LAWRENCE — People have long turned to support groups to find assurance and connection from others with similar experiences in dealing with some of life's most difficult situations. But little is known about which nonverbal behaviors, especially in a virtual group session, identify if two people are connecting. New research from the University of Kansas and University of Southern California is measuring the behavioral markers of alliance between support group participants.
Researchers analyzed data from 18 support groups with 96 participants. They measured dyadic alliance, or connection between two individuals, by surveying participants about how connected they felt with each other. Using computational algorithms to detect verbal and nonverbal communication features that are language, audio and visual, the study also explored the viability of using machine learning to measure dyadic alliance and its potential role in mental health settings.
Mental health service demand has been steadily increasing in recent years, according to the researchers. While it has been difficult for professionals to meet demand, people have also increasingly turned to artificial intelligence.
"This project came into inception when we were looking at burnout among mental health professionals, especially with the rising need of support groups and one-on-one counseling during and after the COVID-19 pandemic," said Yunwen Wang, assistant professor of journalism & mass communications, faculty affiliate of the Institute for Information Sciences at KU and one of the study's authors. "We kept talking about getting back to normal after COVID, but I felt like there is this lingering effect of COVID, and there are a lot of thoughts that we had about the opportunity of AI and how we can ethically leverage it and large language models — instead of replacing human therapists —but for increasing mental health access to more people."
Researchers recruited participants to support groups for general anxiety. Participants were measured for their mental health and affective states before and after taking part in a support group session and reported their connection with each other afterward. The session took place through online video conferencing and was facilitated by a virtual conversational agent with a robot embodiment. Participants saw the virtual robot agent on their screen that facilitated conversation, but a person was operating the agent and could intervene if necessary.
From the consented session recordings, participants' verbal communication was transcribed, and nonverbal gestures such as head nodding, smiling, eyebrow raising, frowns and side-to-side head movement and tilt were detected using computational tools. Researchers also recorded amounts of words spoken per utterance or per unit of time, pitch variation and visual factors like smile intensity, or how long a gesture lasted. The agent was programmed to facilitate conversation via a script developed by researchers to ask participants, who were college students, how their semester was going, about academic stress and related topics.
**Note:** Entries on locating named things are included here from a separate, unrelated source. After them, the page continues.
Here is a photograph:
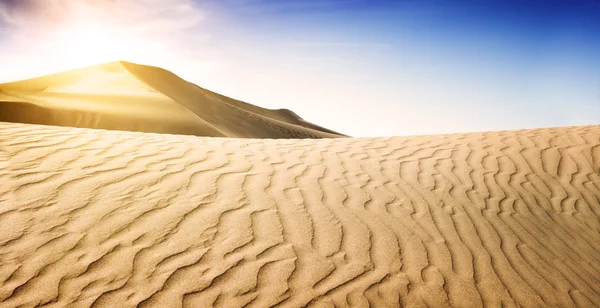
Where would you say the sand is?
[0,123,600,307]
[0,61,343,138]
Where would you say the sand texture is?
[0,62,343,138]
[0,123,600,307]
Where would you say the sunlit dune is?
[0,61,342,138]
[0,121,600,307]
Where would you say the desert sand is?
[0,61,343,138]
[0,121,600,307]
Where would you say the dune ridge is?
[0,61,343,138]
[0,123,600,307]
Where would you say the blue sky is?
[0,0,600,136]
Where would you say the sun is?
[55,23,141,66]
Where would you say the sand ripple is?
[0,123,600,307]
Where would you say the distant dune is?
[0,62,343,138]
[0,121,600,307]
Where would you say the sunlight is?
[55,24,129,66]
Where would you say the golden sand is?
[0,121,600,307]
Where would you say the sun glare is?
[56,24,125,66]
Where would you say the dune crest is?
[0,123,600,307]
[0,61,343,138]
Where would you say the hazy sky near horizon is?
[0,0,600,137]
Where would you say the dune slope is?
[0,123,600,307]
[0,61,342,138]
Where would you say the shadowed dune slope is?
[0,121,600,307]
[0,62,343,138]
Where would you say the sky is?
[0,0,600,137]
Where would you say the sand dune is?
[0,62,342,138]
[0,123,600,307]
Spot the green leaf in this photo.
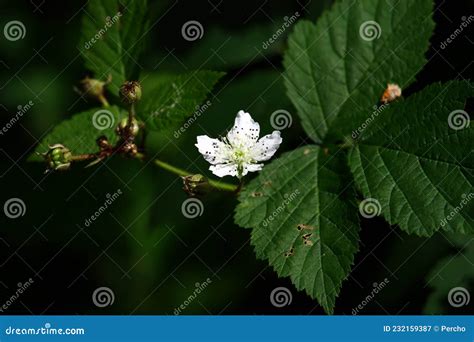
[30,106,127,160]
[138,70,224,130]
[78,0,148,95]
[235,146,359,313]
[423,235,474,315]
[349,81,474,236]
[284,0,434,142]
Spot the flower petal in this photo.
[242,164,263,176]
[252,131,283,161]
[227,110,260,147]
[195,135,229,164]
[209,164,237,177]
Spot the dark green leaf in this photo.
[235,146,359,313]
[349,81,474,236]
[423,235,474,315]
[284,0,434,142]
[78,0,148,94]
[31,106,127,160]
[138,70,224,130]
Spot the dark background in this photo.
[0,0,474,314]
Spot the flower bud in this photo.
[121,142,138,157]
[81,76,106,98]
[43,144,72,172]
[181,174,209,196]
[116,118,140,137]
[120,81,142,103]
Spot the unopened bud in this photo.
[43,144,72,172]
[182,174,209,196]
[116,118,140,137]
[120,81,142,103]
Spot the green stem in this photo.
[153,159,238,192]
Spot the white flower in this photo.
[196,110,282,178]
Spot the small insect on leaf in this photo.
[296,223,314,231]
[380,83,402,104]
[284,247,295,258]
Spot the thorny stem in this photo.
[70,153,97,161]
[132,153,236,192]
[128,103,135,127]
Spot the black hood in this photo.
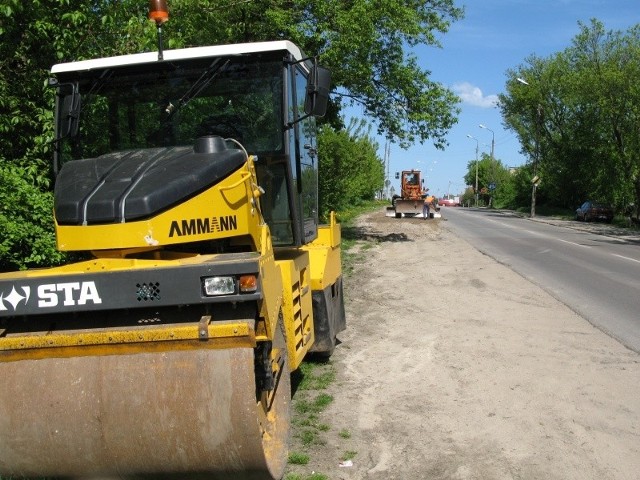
[54,137,246,225]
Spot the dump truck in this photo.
[386,170,436,218]
[0,11,345,479]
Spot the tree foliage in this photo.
[318,122,384,216]
[464,153,514,207]
[500,20,640,212]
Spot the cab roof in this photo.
[51,40,304,73]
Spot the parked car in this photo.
[576,201,613,223]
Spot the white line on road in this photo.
[556,238,591,248]
[611,253,640,263]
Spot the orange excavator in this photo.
[387,170,436,218]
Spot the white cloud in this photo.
[453,82,498,108]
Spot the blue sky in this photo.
[354,0,640,196]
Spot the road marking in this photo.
[556,238,591,248]
[611,253,640,263]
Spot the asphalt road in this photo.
[441,207,640,353]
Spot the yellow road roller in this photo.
[0,35,345,480]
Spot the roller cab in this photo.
[0,41,345,479]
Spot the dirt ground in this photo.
[288,211,640,480]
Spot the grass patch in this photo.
[340,450,358,462]
[284,473,329,480]
[289,452,309,465]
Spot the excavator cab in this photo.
[50,42,330,246]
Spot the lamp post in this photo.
[478,124,496,160]
[516,77,542,218]
[467,134,478,207]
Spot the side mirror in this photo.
[304,62,331,117]
[49,79,82,139]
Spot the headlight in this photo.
[202,277,236,297]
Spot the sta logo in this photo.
[0,282,102,312]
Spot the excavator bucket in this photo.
[0,320,290,479]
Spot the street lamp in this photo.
[467,134,478,207]
[516,77,542,218]
[478,124,496,160]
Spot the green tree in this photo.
[464,153,513,208]
[318,122,384,216]
[500,20,640,212]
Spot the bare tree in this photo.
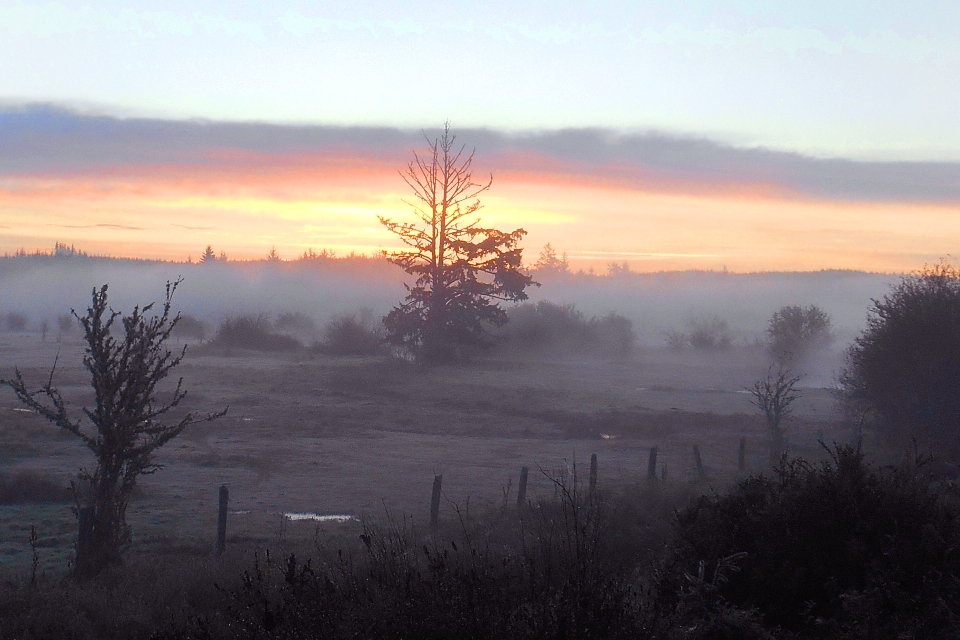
[767,305,833,366]
[747,367,801,463]
[0,280,226,577]
[379,123,533,361]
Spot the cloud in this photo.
[50,222,146,231]
[170,222,216,231]
[0,105,960,204]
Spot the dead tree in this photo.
[747,367,801,463]
[0,280,226,577]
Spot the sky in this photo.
[0,0,960,271]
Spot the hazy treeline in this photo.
[0,252,897,347]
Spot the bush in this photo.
[274,312,318,342]
[171,314,207,342]
[687,316,733,351]
[841,263,960,462]
[0,471,73,504]
[318,315,384,356]
[4,312,27,333]
[502,301,634,356]
[163,468,667,640]
[660,446,960,638]
[212,316,303,351]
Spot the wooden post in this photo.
[430,475,443,527]
[217,484,230,555]
[517,467,530,509]
[588,453,597,502]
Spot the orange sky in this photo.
[0,111,960,272]
[0,158,960,271]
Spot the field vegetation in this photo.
[0,260,960,639]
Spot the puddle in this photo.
[283,511,357,522]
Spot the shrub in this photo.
[4,312,27,333]
[660,445,960,638]
[274,311,318,342]
[171,314,207,342]
[212,316,303,351]
[164,468,664,639]
[0,280,226,577]
[687,316,733,351]
[589,312,635,356]
[502,301,634,356]
[841,263,960,462]
[0,470,73,504]
[318,315,384,356]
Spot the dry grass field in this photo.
[0,334,849,575]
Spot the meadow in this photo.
[0,333,848,575]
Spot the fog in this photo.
[0,256,898,356]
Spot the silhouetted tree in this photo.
[747,367,800,463]
[379,123,533,361]
[0,280,226,577]
[841,262,960,461]
[767,305,833,366]
[607,260,632,278]
[57,313,73,342]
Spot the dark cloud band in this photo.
[0,105,960,204]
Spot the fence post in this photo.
[517,467,530,509]
[217,484,230,555]
[588,453,597,503]
[430,474,443,527]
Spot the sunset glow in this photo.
[0,119,960,272]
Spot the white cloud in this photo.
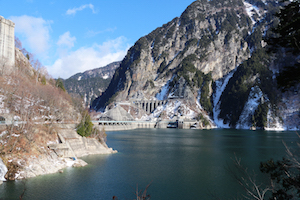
[85,27,117,37]
[66,4,96,15]
[9,15,52,54]
[56,31,76,48]
[47,37,129,78]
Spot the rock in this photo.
[72,159,87,167]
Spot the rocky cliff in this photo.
[0,42,113,183]
[63,62,121,107]
[92,0,298,128]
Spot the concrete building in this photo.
[0,16,15,67]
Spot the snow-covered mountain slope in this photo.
[91,0,298,128]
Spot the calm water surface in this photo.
[0,129,299,200]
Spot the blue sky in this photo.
[0,0,194,78]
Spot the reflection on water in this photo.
[0,129,298,200]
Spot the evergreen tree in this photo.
[76,110,94,137]
[55,78,66,92]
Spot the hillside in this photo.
[63,62,121,107]
[91,0,299,129]
[0,45,114,183]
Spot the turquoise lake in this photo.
[0,129,299,200]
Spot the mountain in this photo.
[91,0,299,129]
[63,62,121,106]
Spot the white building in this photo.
[0,16,15,66]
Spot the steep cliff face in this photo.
[63,61,121,107]
[92,0,298,130]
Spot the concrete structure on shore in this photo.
[49,124,117,159]
[133,100,167,114]
[93,120,197,131]
[0,16,15,71]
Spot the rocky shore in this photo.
[0,126,117,182]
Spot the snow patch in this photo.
[0,158,7,181]
[236,86,263,129]
[213,70,236,128]
[244,1,260,24]
[102,74,109,79]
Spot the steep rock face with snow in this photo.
[63,62,121,106]
[92,0,298,128]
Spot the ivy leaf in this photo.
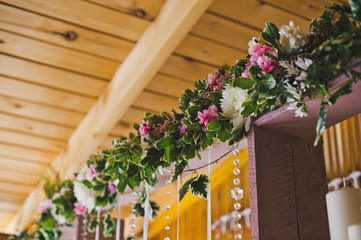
[179,177,196,201]
[233,77,256,90]
[349,0,361,21]
[103,213,115,237]
[191,174,209,198]
[207,121,222,132]
[171,160,187,182]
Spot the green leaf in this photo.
[264,74,276,89]
[179,177,196,201]
[171,161,187,182]
[313,102,327,146]
[81,180,93,188]
[191,174,209,198]
[233,77,256,90]
[207,121,222,132]
[154,135,173,150]
[349,0,361,21]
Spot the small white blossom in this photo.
[279,21,305,52]
[221,84,249,131]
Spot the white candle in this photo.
[326,187,361,240]
[347,222,361,240]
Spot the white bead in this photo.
[233,178,241,186]
[234,233,242,240]
[234,212,242,221]
[234,223,242,231]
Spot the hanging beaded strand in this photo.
[231,149,243,240]
[164,181,170,240]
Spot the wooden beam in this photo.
[7,0,212,231]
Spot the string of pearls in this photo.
[231,149,243,240]
[164,181,170,240]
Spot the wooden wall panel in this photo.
[0,55,107,97]
[0,4,134,62]
[4,0,149,41]
[0,30,120,79]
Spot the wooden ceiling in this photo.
[0,0,338,231]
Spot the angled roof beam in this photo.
[7,0,213,232]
Analysis comparing different combinations of verbal and nonverbal communication features showed listeners' and speakers' head poses and facial expressions were strong predictors of dyadic alliance, according to the researchers. A speaker would feel more alliance with a listener of more frequent head nods, more brow raises and fewer frowns. For speakers, more pitch variation, brow raises, head nods and head pose variation, and less intense smile and frown, also increased dyadic alliance.
Researchers said the findings suggest verbal and nonverbal communication should be considered when measuring alliance among participants in a group setting and add to previous research showing that alliance among pairs can also benefit overall group engagement, among other outcomes.
The study, written by Kevin Hyekang Joo, Zongjian Li, Yuanfeixue Nan, Mina Kian, Shriya Upadhyay, Maja Matarić, Lynn Carol Miller and Mohammad Soleymani, all of the University of Southern California, and Wang of KU, was published in the Proceedings of the 27th International Conference on Multimodal Interaction of the Association for Computing Machinery.
The findings show that there can potentially be a role for LLMs and AI as computational identification of behavioral markers of dyadic alliance. However, researchers said they are not advocating for unrestricted use of AI in mental health settings and that further research is needed.
"The goal wasn't to replace humans or to compare human versus AI-assisted mental health support facilitators," Wang said. "It's comparing machine learning fusion of unimodal, bimodal and trimodal communication features to computationally estimate how humans perceive their relationship with each other in the group. We consider this work as one of the first steps to understand the boundaries of AI's applications in mental health. As chatbots are gaining popularity, there have been discussions, including legislation discussions in states like California on questions including, 'Should we allow or ban AI therapists? Where's the ethical boundaries? And in which cases can AI technologies be fairly and responsibly incorporated into mental health applications?'"
The research team continues to examine those questions and others such as privacy-preserving technologies for safety and security with agent-assisted support groups for more serious topics like substance use disorders. Wang said her ongoing work with the team is investigating how much users report trusting AI agents in mental health settings and outcomes in situations where participants perceive different levels of AI involvement.
Ultimately, the results can help improve mental health services by better understanding when people in group sessions are fostering genuine connections with others, Wang said.
"The goal is to see, with many people needing mental health support and services, and a limited number of trained professionals, if the use of AI-assisted agents or systems can be perceived acceptable by users. Ultimately, in support groups, it may be the human-to-human dynamic that's really helpful for people to come together and share their experiences," Wang said. "Or even with different experiences, a place for them to be compassionate with each other and provide empathy, talking through unique experiences. So in this case, the AI agent is more of like a facilitator of conversation, where human-to-human relationship is still the key."